Some changes have also been made to address problems in previous versions:

• We fixed a bug which would produce incorrect p-values following multiple testing correction, but only affected p-values which were initially very high (p>~0.3)
  
• We fixed an unnecessary level of multiple testing correction in the intensity difference filter which meant that some candidates which could have been reported were not. Typically we see around a 10% increase in the number of candidates in the new correction method over the previous version.
  
• We changed the behaviour of the BAM import filter for paired end data which were mapped with a spliced read mapper. We now show the second read of the pair with the same direction as the first read to indicate the direction of the fragment and preserve the direction in strand specific libraries.
  
• The "load probes from file" probe generator has been removed. It was never very well supported and its functionality is better performed by importing the data into an annotation track and using the feature probe generator.
  
• A couple of timing bugs were fixed which prevented the import of extra annotation on some linux installations.
  
• In HiC analysis we have removed some optimisations in the testing which were leading to unrealistically low p-values for some interactions. We now test against the full set of possible interactions, only making an exception to correct for only cis interactions when all trans interactions have been specifically excluded.

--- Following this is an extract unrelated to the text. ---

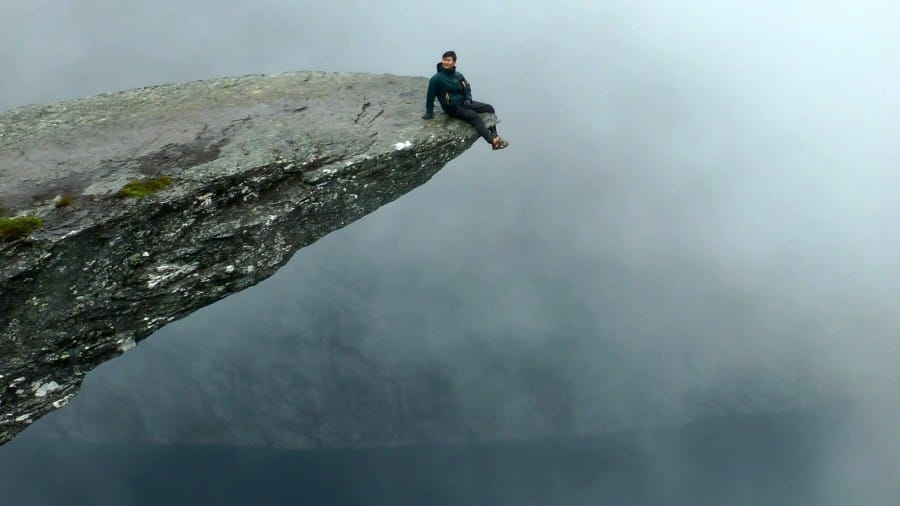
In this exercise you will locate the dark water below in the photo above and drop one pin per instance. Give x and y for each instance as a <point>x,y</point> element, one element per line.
<point>745,459</point>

I've just released v0.24.1 to fix a few bugs which were discovered in the last release. The new release is up on our site now.

• The RNA-Seq quantitation incorrectly corrected for total read count if you used unmerged transcripts (it corrected against total base count instead of total read count). Counts from versions before 0.24.0 are not affected.
• The MACS probe generator didn't actually read the user options but always used the defaults. This has always been broken but we didn't notice!
• A crash was fixed in the visible store parser which was introduced in the last release.
• A crash was fixed if you ran the intensity difference filter with a very small number of probes
• A occasional drawing bug on the axis labels of the probe trend plot was fixed. I think this one wins a record for being the longest standing bug in the code. It's been there since the trend plot was first introduced in v0.6 and we've finally found and fixed it.